Oh God. She had to be quick before she broke down and cried. If she fell onto her bed crying, she would never get up. She felt that, felt deep in her soul that if she gave in to despair she would never recover. There was absolutely nothing left in her to resist the darkness. She’d fall into it and never come out.
/> During the long years of caring for her father, there’d been a wall inside her. Outside she did all the things she should—cared for and loved a husk of a man who didn’t recognize her. Who had forgotten how to feed himself and wash himself. Who required the care a baby would, except this was a 190-pound man. Then a 160-pound man. Then a 120-pound man.
She cared for him, dealt with doctors and medical bills and running a household. But there was always the wall she could retreat behind, and behind that wall she was still Elle Thomason, a young girl and then a young woman with a young woman’s dreams. Behind that wall, if she could get her father to sleep fitfully, she could read books and laugh at TV shows and get indignant at the news she read off the net.
There was a duty-bound robot in front of the wall, but behind that wall was a person—Elle Thomason.
That wall was shattered and there was no place to hide now. Nothing between her and cold reality.
Elle needed to get away from here. She needed it like she needed air. If she continued staying in this cold, dark, and empty house with her father’s ghost and the memory of those few hours with Nick, hours in which she’d felt warm and sexy and alive, in which she’d been a woman and not a pathetic discard, she would die. She’d simply curl up into a ball trying to protect her shattered heart and never get up again.
Her will to live was almost gone and she had to leave this place before it sucked the marrow of her bones.
There was no plan. She was operating entirely on instinct. Some sluggish yet stubborn part of her that insisted on movement, on escape.
Packing—that wasn’t hard. Her wardrobe had been whittled down to basics. And she didn’t want to carry much, anyway. The down coat with the ripped sleeve she should have worn to the burial, two sweaters, three pairs of jeans, warm pajamas, socks, underwear, boots. Everything fit into a large backpack.

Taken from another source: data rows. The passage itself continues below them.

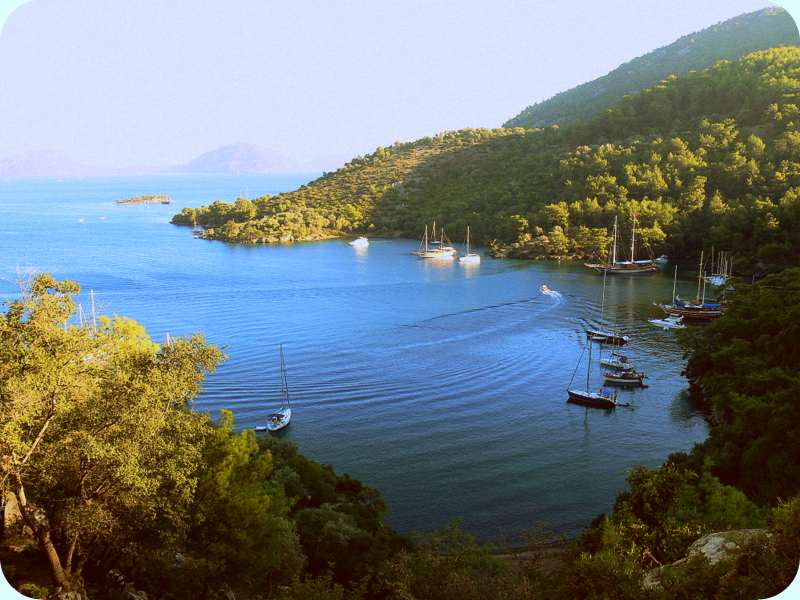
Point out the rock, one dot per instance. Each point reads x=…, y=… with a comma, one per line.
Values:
x=713, y=547
x=717, y=546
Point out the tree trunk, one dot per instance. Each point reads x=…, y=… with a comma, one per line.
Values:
x=42, y=533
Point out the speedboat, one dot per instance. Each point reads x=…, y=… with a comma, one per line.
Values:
x=361, y=242
x=671, y=322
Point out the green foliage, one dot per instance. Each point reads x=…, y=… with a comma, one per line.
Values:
x=237, y=532
x=746, y=365
x=447, y=565
x=710, y=158
x=730, y=40
x=95, y=431
x=339, y=520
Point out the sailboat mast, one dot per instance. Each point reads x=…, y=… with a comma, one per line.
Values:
x=284, y=384
x=674, y=282
x=700, y=276
x=614, y=247
x=589, y=367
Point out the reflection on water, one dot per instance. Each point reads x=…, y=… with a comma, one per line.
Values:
x=442, y=384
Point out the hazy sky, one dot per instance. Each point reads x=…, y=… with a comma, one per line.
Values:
x=159, y=82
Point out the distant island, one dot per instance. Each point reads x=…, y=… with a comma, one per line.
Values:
x=153, y=199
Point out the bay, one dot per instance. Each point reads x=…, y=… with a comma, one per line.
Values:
x=441, y=384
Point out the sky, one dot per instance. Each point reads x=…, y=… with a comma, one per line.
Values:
x=155, y=82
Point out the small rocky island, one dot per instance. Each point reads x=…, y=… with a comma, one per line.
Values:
x=146, y=200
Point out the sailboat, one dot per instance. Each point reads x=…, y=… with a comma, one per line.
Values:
x=670, y=321
x=603, y=335
x=281, y=417
x=721, y=272
x=360, y=242
x=696, y=310
x=600, y=399
x=433, y=248
x=469, y=257
x=627, y=267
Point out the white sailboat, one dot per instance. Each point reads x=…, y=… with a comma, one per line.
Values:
x=360, y=242
x=604, y=335
x=433, y=248
x=281, y=417
x=624, y=267
x=599, y=399
x=469, y=257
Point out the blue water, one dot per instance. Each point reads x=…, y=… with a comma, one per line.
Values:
x=443, y=385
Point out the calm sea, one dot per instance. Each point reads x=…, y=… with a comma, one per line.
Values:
x=443, y=385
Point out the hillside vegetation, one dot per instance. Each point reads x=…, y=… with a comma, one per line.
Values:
x=711, y=158
x=730, y=40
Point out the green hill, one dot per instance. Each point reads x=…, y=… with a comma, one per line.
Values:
x=709, y=158
x=731, y=40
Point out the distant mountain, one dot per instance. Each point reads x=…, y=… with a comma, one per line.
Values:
x=730, y=40
x=237, y=158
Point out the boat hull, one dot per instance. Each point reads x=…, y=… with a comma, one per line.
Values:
x=593, y=399
x=607, y=337
x=443, y=254
x=361, y=242
x=279, y=419
x=696, y=313
x=624, y=378
x=675, y=322
x=624, y=268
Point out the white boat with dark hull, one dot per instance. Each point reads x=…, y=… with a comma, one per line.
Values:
x=469, y=257
x=617, y=361
x=671, y=322
x=624, y=267
x=607, y=337
x=441, y=248
x=600, y=399
x=280, y=418
x=694, y=310
x=361, y=242
x=624, y=377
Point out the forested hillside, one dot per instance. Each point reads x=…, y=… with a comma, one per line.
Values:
x=730, y=40
x=712, y=158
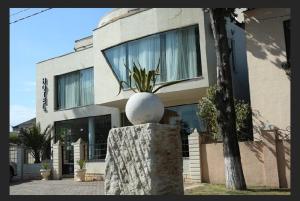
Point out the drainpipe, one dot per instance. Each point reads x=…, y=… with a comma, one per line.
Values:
x=91, y=137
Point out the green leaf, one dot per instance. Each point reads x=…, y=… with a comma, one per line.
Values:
x=169, y=84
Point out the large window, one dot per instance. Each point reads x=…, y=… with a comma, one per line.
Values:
x=75, y=89
x=178, y=52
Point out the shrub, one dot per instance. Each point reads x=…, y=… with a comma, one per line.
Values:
x=208, y=112
x=45, y=166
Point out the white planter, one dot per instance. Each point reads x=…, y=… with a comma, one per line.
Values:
x=79, y=174
x=45, y=173
x=143, y=108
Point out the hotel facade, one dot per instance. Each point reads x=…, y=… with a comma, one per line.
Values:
x=77, y=92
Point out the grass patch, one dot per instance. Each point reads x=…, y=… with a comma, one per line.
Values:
x=218, y=189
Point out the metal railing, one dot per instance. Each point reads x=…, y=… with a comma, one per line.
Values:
x=95, y=152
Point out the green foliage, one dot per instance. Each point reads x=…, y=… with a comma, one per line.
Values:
x=81, y=163
x=144, y=80
x=14, y=138
x=45, y=166
x=208, y=112
x=37, y=141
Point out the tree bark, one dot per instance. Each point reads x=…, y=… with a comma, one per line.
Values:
x=225, y=103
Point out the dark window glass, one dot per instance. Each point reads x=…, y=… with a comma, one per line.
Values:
x=287, y=35
x=183, y=115
x=70, y=131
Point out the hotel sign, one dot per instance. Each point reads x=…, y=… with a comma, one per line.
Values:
x=45, y=92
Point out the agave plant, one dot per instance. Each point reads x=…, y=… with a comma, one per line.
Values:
x=37, y=141
x=144, y=80
x=45, y=166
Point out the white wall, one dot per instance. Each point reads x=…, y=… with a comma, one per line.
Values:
x=142, y=24
x=270, y=87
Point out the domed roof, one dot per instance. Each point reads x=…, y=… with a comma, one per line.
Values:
x=118, y=13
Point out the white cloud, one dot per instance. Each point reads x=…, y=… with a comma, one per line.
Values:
x=19, y=114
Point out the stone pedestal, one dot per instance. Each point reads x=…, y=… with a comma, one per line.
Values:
x=57, y=160
x=144, y=159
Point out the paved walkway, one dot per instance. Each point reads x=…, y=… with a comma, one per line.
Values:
x=56, y=187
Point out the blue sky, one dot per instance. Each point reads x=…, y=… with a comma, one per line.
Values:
x=37, y=38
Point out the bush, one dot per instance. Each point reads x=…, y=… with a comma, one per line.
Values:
x=45, y=166
x=208, y=112
x=14, y=138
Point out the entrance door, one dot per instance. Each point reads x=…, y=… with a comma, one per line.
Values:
x=68, y=155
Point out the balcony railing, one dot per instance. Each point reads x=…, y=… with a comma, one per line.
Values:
x=95, y=152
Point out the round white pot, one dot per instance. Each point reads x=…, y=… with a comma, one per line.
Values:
x=143, y=108
x=79, y=174
x=45, y=173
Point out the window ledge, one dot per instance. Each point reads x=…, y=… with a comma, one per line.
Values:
x=189, y=80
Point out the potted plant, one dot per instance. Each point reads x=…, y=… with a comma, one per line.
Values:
x=45, y=171
x=80, y=173
x=144, y=106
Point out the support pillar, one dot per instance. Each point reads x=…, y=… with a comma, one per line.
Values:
x=270, y=158
x=78, y=152
x=144, y=159
x=195, y=156
x=57, y=160
x=20, y=161
x=91, y=137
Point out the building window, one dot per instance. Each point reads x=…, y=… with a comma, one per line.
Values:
x=92, y=130
x=184, y=116
x=75, y=89
x=287, y=35
x=178, y=51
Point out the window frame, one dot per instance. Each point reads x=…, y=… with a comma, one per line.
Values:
x=198, y=50
x=56, y=90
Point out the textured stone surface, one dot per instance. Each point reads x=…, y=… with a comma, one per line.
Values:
x=144, y=160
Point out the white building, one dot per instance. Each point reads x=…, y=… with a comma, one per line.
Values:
x=77, y=92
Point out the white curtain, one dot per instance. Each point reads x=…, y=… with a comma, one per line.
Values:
x=61, y=101
x=75, y=89
x=146, y=52
x=117, y=59
x=87, y=87
x=72, y=90
x=176, y=50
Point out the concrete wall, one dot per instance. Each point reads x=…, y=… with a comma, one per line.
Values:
x=60, y=65
x=265, y=163
x=269, y=84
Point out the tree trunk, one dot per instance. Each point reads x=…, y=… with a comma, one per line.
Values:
x=225, y=104
x=36, y=155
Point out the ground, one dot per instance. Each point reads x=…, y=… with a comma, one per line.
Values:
x=216, y=189
x=68, y=186
x=56, y=187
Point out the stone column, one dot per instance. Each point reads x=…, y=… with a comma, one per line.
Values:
x=78, y=152
x=270, y=158
x=195, y=156
x=57, y=160
x=20, y=161
x=144, y=159
x=91, y=137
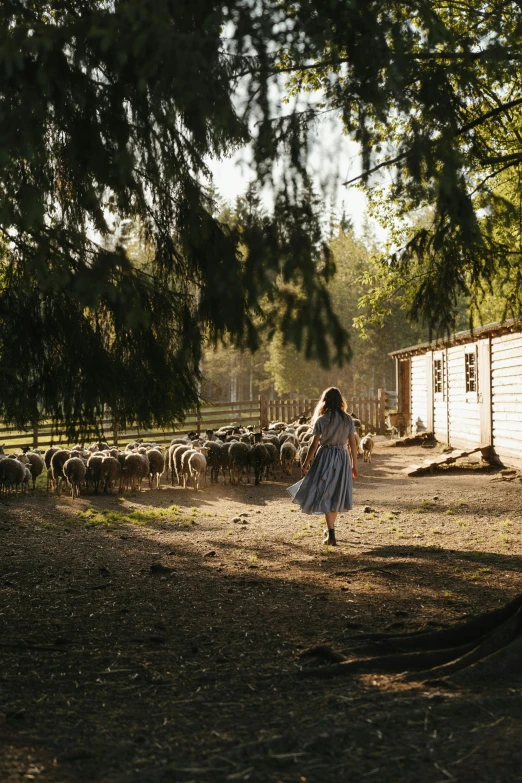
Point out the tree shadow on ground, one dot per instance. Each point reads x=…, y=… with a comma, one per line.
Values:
x=138, y=658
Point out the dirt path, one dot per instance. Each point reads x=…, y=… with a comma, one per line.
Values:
x=166, y=647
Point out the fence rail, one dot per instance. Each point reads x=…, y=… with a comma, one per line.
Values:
x=370, y=410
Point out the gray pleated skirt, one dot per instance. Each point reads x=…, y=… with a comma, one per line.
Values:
x=328, y=484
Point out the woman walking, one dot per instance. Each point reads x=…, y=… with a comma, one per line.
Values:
x=327, y=486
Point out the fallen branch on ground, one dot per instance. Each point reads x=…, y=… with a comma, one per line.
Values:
x=488, y=645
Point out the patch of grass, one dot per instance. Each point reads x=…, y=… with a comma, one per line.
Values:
x=302, y=534
x=142, y=517
x=426, y=505
x=484, y=557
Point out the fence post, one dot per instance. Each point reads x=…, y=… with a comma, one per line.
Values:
x=115, y=432
x=263, y=412
x=382, y=411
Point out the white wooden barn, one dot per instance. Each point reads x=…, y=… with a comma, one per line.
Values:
x=466, y=389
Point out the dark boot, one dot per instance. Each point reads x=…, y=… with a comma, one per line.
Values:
x=329, y=537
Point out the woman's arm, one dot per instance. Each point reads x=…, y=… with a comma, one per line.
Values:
x=311, y=453
x=353, y=451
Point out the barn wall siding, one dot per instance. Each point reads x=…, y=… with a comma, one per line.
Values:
x=464, y=409
x=506, y=389
x=419, y=394
x=491, y=415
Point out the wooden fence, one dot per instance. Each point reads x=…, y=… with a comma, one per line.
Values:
x=370, y=410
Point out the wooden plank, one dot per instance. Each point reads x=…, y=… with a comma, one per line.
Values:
x=507, y=349
x=512, y=407
x=507, y=427
x=506, y=383
x=509, y=414
x=444, y=459
x=506, y=442
x=505, y=339
x=514, y=362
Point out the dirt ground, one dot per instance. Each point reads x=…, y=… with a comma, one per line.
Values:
x=164, y=646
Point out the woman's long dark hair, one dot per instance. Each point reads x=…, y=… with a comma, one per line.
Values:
x=331, y=401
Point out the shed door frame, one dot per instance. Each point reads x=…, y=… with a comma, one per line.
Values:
x=484, y=392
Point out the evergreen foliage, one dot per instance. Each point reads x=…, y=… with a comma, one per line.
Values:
x=109, y=112
x=432, y=91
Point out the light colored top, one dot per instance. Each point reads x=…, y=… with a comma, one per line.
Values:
x=334, y=429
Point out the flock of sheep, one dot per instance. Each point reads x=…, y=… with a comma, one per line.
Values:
x=234, y=451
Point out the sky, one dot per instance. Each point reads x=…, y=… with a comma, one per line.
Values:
x=334, y=159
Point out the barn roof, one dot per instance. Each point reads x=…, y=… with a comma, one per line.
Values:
x=469, y=336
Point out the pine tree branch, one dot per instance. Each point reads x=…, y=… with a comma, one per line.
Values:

She looked around her room carefully. The bed was rumpled, unmade. It was almost like a religious ritual with her to make up the bed as soon as she got up, but there it was—blankets and sheets tossed every which way. She could see semen stains, and a darker splotch that was her blood. For a second the desire to walk over and bury herself in the bedclothes, curl up on the bed and breathe in the smell of Nick, was nearly overwhelming.